About UCL Open Access Student Journals

The University College London (UCL) offers a free service to UCL students who wish to run an open access journal.  This service is operated by UCL Press, which provides the tools for students to independently manage and publish a fully open access journal, free of charge.  

As part of the innovative Connected Curriculum, UCL encourages all students to make connections with researchers and other students, undertake research activity and create original output.  UCL student journals offer students the experience of managing and publishing their work in a credible open access peer reviewed journal, gaining skills that will prove invaluable in their future careers.

Each student journal is supported by a corresponding UCL faculty, who provide subject specialist support for content and peer review, and by UCL Press, who provide on-going publishing support, education about content publication, running and planning a journal publication, and succession planning at the end of the academic year.  All student journals are peer-reviewed and the content is licenced under a creative commons CC-BY 4.0 licence.  UCL student journals do not charge publication fees.

Managing a student journal

Each student journal is typically managed and produced by UCL postgraduate student editors, although Bioscience Horizons is produced and managed by undergraduate students (see the journal website for more information); these editors are typically in place for one academic year, working to produce a new issue each academic year, followed by new appointed student editors in the next academic year.  Each student journal has their own processes to manage handover.  

Student editors undertake the creation and publication of open access journals, gaining valuable academic writing, editing and publishing experience, while also achieving greater visibility and impact for their department, their discipline and their own research.  It is the task of the student editors to plan, manage, produce and market an issue each academic year for publication.  

UCL Press supports student editors by maintaining a journal publishing platform and provides advice and guidance to student editors on a range of issues, including training in using systems, advising on copyright, provides article registration (Digital Object Identifiers – DOIs), and guidance with publishing and succession planning.  Each journal is in turn supported by a UCL faculty or department to provide subject expertise and support concerning content and peer review, usually with named academic staff members invited onto the student journals advisory board.

Appointment of Student Editors and Student Editorial Boards 

Applications for roles are usually sent to the supporting faculty, attaching their CV and covering letter as to what role they are applying for and why they would like to join.

The Student Editor(s) role takes overall management and coordination or the student journal and is usually appointed by application to the faculty before the beginning of the new academic year.  

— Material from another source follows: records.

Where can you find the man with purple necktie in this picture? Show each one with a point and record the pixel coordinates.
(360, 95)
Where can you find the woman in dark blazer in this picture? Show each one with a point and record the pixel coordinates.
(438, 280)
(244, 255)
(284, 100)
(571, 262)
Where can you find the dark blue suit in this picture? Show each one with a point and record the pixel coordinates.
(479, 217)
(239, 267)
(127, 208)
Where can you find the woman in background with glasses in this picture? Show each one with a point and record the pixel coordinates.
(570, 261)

The Student Editor(s) then usually leads the appointment the Editorial Board based on their judgement and support by faculty, as to which candidate’s CV fits the requirements for taking up a certain role.  Roles may be assigned imaginatively or according to the expressed interest.  Examples of some proposed roles have previously been: General or Section Editors, Peer Review Editors, Managing Editors, PR/Comms Manager, Copyeditor and Typesetter.

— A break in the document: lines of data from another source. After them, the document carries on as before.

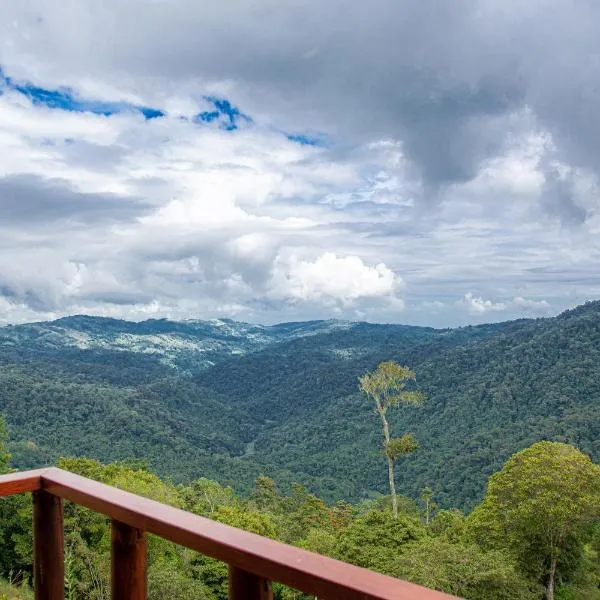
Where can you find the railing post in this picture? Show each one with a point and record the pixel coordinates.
(129, 572)
(247, 586)
(48, 547)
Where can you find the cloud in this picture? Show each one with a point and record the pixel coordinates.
(299, 165)
(344, 279)
(31, 199)
(532, 305)
(479, 306)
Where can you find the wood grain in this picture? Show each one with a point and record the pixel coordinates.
(48, 546)
(129, 563)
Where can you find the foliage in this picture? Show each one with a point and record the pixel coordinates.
(541, 505)
(387, 386)
(463, 570)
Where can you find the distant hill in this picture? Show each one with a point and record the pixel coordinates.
(231, 400)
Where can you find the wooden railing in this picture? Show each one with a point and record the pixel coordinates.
(254, 561)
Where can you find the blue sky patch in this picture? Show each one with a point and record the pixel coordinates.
(229, 117)
(306, 139)
(65, 99)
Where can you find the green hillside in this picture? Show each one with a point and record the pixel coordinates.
(289, 407)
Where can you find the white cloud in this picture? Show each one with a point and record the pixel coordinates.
(532, 305)
(479, 306)
(442, 171)
(343, 279)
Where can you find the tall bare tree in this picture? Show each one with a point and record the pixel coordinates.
(387, 387)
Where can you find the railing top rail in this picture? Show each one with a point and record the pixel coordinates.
(306, 571)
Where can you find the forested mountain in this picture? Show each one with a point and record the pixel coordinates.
(230, 401)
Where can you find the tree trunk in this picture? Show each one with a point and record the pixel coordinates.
(386, 439)
(392, 487)
(551, 578)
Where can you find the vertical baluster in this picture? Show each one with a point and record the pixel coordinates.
(129, 571)
(247, 586)
(48, 547)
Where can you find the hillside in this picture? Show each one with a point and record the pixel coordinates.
(282, 400)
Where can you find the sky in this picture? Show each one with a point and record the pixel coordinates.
(414, 161)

Each student journal operates uniquely according to its subject and scope, purpose, and size of team.  Generally, student editorship terms usually run from October to September.  New editors and editorial boards are established at the beginning of each new term, either via an interview process by supporting faculty academic staff, or on a sign up basis.  Student editors then undertake the publication of an issue(s) during their term.  A rough guide to this process can be as follows:

  1. Send out a Call for Papers;
  2. Peer Review Editors should start researching suitable reviewers within the subject;
  3. First phase of editing is simply to determine whether submissions are fit for purpose;
  4. Second phase of editing is to send for peer review;
  5. On the basis of what peer reviewers suggest, decide as a Board on what should be published and make a decision – to request revisions, accept for publication, or reject;
  6. Inform authors of your decision;
  7. Once accepted, send Contributor Licence Agreement for publication.  Begin copy edit/typesetting and prepare articles for publication;
  8. Student editors write an executive editorial for the issue (Faculty supporters have also provided a Faculty editorial about the issue and efforts);
  9. Publish and potentially have a launch event.